According to Montrelay, it helps that he is often the only non-Indian in the room, so he can take a detached view of things. For Subramanyam of Veda, the mantra is quite the opposite. His company gets as close to the client as possible. That is one reason why Subramanyam and Kumar, the co-founders, never wanted to leave Chennai, although the city cannot be called a fertile ground for deals.

Though Veda has offices in Hyderabad, Bangalore and a recent one in Mumbai, it is Chennai that is their big playground, their understanding of the local environment their edge.

For, the business environment down south is more conservative than in the west or north. Historically, south Indian business houses like to raise funds as debt rather than by parting with equity. Rarely would you see a public issue from the TVS group, or Amalgamations.

When Subramanyam and Kumar, both of them born and brought up in Chennai, set up Veda in late 2003, their first challenge was to create a market in the city. It is a testimony to Veda's relationship building skills that its clients come back to it. It struck its first significant deal when it brought fund house Carlyle into technology company Newgen for a partial buyout worth $10 million. Seven years later, Veda arranged a deal for Carlyle to exit and a group of PE funds to check in. FSS, a payment technology company, worked with it in 2004 and 2010, Updater Services, an integrated facility management company, in 2005 and 2008, and Bharat Matrimony in 2006 and 2008. In fact, Veda's biggest deal came when working with a client a second time.

Dubai-headquartered DM Healthcare, which has 130 hospitals, clinics and pharmacies in West Asia and India, was advised by Veda in raising $45 million from India Value Fund in 2008. Earlier this year, DM again tapped Veda to raise $100 million from Olympus Capital.

"If there is one thing we are truly proud of it is that in the last 15 years we have been at the forefront of spreading the equity cult in this city, spanning two generations of entrepreneurs," says Subramanyam.

This is not to say that the big investment banks have reached a dead end. According to Bloomberg data, Morgan Stanley remains the busiest investment bank in India with nine deals worth $15 billion already this year. KPMG Corporate Finance is second with seven deals worth more than $14 billion, and J.P.Morgan is third, matching KPMG's value with its five deals. "Strong infrastructure and global synergies give large investments banks the edge," says the unnamed India head of the Wall Street firm mentioned earlier, and adds: "There is a lot of space [for the big banks and boutiques] to co-exist."

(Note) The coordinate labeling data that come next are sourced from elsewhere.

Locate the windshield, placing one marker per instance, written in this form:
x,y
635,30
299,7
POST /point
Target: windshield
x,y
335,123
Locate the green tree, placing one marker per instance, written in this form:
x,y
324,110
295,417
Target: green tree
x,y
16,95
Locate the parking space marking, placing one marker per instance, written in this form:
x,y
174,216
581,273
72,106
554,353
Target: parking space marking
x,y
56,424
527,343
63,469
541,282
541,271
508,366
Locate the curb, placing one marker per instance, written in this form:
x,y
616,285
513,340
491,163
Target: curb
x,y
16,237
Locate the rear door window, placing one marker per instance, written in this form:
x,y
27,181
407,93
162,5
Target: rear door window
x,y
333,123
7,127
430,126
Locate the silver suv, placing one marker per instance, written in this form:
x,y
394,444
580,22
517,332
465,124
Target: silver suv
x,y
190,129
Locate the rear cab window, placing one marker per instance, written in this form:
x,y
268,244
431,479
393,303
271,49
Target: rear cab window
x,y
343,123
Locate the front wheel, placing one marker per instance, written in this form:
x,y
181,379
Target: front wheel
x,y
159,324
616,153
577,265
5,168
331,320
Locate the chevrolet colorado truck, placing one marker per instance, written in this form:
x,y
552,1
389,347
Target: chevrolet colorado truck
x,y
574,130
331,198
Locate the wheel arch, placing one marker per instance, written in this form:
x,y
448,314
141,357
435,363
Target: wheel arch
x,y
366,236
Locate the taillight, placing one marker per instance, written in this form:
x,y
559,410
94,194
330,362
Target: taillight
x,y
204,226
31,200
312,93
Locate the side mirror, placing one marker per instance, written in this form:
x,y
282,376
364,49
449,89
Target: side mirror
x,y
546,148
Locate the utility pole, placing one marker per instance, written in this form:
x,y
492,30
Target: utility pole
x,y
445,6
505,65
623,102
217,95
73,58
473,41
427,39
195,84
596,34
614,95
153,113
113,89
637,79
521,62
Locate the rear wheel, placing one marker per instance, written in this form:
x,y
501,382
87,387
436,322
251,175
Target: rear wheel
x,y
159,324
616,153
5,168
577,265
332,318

Ambit's Sakhuja goes a step further to wonder if the two could co-exist within the same company, whether Ambit should set up a boutique of its own. "We have often debated that; we might do it."

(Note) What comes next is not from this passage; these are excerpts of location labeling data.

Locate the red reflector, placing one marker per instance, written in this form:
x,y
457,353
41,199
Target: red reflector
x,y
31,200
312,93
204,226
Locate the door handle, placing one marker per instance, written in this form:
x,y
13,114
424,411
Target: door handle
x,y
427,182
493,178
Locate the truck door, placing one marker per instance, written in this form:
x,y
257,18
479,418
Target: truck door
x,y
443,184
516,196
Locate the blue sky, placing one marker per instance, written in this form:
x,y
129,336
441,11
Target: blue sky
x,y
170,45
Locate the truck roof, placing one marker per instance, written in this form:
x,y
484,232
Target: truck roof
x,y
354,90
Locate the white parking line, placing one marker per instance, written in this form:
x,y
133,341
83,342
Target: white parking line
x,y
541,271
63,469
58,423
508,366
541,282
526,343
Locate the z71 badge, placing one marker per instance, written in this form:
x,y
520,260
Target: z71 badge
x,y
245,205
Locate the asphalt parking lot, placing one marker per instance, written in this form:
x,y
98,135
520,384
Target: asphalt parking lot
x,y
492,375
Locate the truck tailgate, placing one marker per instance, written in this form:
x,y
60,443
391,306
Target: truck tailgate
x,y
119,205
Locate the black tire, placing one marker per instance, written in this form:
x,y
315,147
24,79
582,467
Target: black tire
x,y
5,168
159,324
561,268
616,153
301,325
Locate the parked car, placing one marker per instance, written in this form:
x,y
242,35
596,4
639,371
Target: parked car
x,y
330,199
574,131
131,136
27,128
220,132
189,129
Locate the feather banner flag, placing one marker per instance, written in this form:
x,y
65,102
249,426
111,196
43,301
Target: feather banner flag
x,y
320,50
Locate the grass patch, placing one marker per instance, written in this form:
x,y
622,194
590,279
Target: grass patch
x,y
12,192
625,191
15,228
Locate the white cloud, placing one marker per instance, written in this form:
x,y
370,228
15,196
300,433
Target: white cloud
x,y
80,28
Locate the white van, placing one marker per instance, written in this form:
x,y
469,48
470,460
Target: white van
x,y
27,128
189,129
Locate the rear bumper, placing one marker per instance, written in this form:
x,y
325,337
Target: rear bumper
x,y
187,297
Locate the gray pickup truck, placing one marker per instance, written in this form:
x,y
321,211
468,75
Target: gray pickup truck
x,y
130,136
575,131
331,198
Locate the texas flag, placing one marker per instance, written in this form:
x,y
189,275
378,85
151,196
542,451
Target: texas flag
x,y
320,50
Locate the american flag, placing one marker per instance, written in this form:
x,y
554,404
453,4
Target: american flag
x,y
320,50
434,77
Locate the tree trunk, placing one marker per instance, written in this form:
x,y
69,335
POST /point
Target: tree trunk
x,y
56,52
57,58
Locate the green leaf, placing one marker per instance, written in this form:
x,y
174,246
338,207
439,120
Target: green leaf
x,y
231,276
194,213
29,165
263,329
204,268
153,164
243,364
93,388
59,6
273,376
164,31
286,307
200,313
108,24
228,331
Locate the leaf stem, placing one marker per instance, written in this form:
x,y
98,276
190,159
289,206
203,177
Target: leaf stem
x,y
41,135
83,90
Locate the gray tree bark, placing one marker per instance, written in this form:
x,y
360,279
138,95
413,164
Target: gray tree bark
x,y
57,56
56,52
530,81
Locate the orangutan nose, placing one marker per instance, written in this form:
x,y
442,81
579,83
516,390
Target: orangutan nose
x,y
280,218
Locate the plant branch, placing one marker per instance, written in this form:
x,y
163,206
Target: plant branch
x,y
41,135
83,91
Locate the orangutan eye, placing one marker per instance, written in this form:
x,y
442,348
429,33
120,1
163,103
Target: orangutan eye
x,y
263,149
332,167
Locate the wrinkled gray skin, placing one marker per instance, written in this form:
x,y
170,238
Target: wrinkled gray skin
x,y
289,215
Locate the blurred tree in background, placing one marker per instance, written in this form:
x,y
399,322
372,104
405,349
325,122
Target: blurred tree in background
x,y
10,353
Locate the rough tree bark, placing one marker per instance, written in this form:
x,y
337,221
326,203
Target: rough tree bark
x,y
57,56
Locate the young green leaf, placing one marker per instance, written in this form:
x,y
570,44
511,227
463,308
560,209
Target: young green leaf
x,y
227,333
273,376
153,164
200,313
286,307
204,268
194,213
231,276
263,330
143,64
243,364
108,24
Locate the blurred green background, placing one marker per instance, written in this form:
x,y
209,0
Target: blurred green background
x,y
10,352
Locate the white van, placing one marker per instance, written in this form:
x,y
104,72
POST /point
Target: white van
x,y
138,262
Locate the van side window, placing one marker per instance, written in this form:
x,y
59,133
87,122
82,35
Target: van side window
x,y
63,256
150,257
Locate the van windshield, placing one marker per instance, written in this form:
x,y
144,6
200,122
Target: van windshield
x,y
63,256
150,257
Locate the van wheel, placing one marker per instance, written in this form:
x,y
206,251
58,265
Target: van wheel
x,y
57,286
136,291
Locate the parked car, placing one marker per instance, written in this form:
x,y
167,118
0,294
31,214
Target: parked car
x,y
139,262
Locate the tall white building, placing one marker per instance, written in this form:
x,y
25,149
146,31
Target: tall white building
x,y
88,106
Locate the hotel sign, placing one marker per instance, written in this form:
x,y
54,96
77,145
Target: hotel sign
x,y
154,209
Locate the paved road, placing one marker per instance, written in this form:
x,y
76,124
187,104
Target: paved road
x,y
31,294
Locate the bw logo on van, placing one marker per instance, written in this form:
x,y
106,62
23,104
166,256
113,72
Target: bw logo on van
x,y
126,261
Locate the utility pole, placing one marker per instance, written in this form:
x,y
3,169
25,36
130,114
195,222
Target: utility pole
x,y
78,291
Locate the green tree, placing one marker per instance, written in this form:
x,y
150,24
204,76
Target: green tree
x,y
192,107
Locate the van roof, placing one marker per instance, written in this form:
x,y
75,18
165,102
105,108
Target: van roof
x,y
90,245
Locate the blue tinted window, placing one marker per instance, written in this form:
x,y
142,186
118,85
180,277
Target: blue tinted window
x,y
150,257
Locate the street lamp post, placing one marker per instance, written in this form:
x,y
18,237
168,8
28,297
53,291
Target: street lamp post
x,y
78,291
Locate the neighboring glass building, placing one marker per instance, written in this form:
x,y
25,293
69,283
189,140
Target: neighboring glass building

Regardless of whether Ambit goes back to its roots, the tribe of boutique banks is certain to multiply. In recent times, Standard Chartered Bank's global head of M&A Prahlad Shantigram, Kotak Mahindra's head of investment banking Falguni Nayar, and UBS India head Manisha Girotra have quit to pursue their entrepreneurial ventures. And as this article was being written, news came that Ambit Corporate Finance's Managing Director Sanjay Bansal was leaving to set up his own investment bank.

Do not be surprised if you hear their names ensconced within $25 million to $100 million deals.

As for Tom Wolfe, he abandoned the cause four years ago. In a New York Times article of September 27, 2008, 12 days after Lehman fell, he said: "American investment banking, the entire industry, sank without a trace in the last few days."